Why Aggregate Accuracy is Inadequate for Evaluating Fairness in Law Enforcement Facial Recognition Systems

from arxiv, 9 pages, 2 tables, 1 figure. Position paper with empirical subgroup analysis highlighting limitations of aggregate accuracy in fairness evaluation

Facial recognition systems are increasingly deployed in law enforcement and security contexts, where algorithmic decisions can carry significant societal consequences. Despite high reported accuracy, growing evidence demonstrates that such systems often exhibit uneven performance across demographic groups, leading to disproportionate error rates and potential harm. This paper argues that aggregate accuracy is an insufficient metric for evaluating the fairness and reliability of facial recognition systems in high-stakes environments. Through analysis of subgroup-level error distribution, including false positive rate (FPR) and false negative rate (FNR), the paper demonstrates how aggregate performance metrics can obscure critical disparities across demographic groups. Empirical observations show that systems with similar overall accuracy can exhibit substantially different fairness profiles, with subgroup error rates varying significantly despite a single aggregate metric. The paper further examines the operational risks associated with accuracy-centric evaluation practices in law enforcement applications, where misclassification may result in wrongful suspicion or missed identification. It highlights the importance of fairness-aware evaluation approaches and model-agnostic auditing strategies that enable post-deployment assessment of real-world systems. The findings emphasise the need to move beyond accuracy as a primary metric and adopt more comprehensive evaluation frameworks for responsible AI deployment.

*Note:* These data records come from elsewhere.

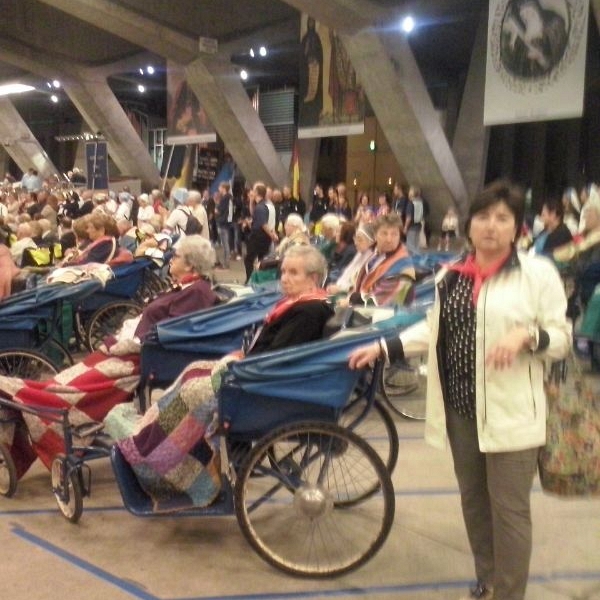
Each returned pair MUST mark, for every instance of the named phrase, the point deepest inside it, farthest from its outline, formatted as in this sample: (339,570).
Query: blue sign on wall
(96,158)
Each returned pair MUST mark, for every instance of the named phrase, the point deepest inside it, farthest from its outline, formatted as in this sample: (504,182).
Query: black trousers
(257,246)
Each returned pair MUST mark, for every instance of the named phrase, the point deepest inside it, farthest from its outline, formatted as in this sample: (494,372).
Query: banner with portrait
(96,164)
(331,100)
(536,54)
(187,122)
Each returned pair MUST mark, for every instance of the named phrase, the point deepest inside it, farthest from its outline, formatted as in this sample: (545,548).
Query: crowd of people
(499,317)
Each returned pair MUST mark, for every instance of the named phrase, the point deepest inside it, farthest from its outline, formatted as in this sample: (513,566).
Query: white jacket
(510,403)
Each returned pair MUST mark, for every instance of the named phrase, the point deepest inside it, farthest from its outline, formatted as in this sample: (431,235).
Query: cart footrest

翻译：摘要：人脸识别系统越来越多地被部署在执法和安全领域，其中算法决策可能带来重大的社会影响。尽管报告的准确率很高，但越来越多的证据表明，此类系统在不同人口群体中往往表现出不平衡的性能，导致错误率不成比例并可能造成伤害。本文认为，在高风险环境中，聚合精度是评估人脸识别系统公平性和可靠性的一个不充分指标。通过对子群体层面的错误分布（包括假阳性率（FPR）和假阴性率（FNR））进行剖析，本文展示了聚合性能指标如何能掩盖不同人口群体之间的关键差异。实证观察表明，总体准确率相近的系统可能表现出截然不同的公平性特征，尽管只有一个单一的聚合指标，但各子群体的错误率却存在显著差异。本文进一步审视了执法应用中以精度为核心的评估实践所带来的操作风险，在这些应用中，错误分类可能导致无辜被怀疑或识别遗漏。文章强调了采用公平性感知评估方法和模型无关的审计策略的重要性，这些方法能够对真实世界系统进行部署后评估。研究结果强调，有必要超越将精度作为主要指标的局限，采用更全面的评估框架以实现负责任的人工智能部署。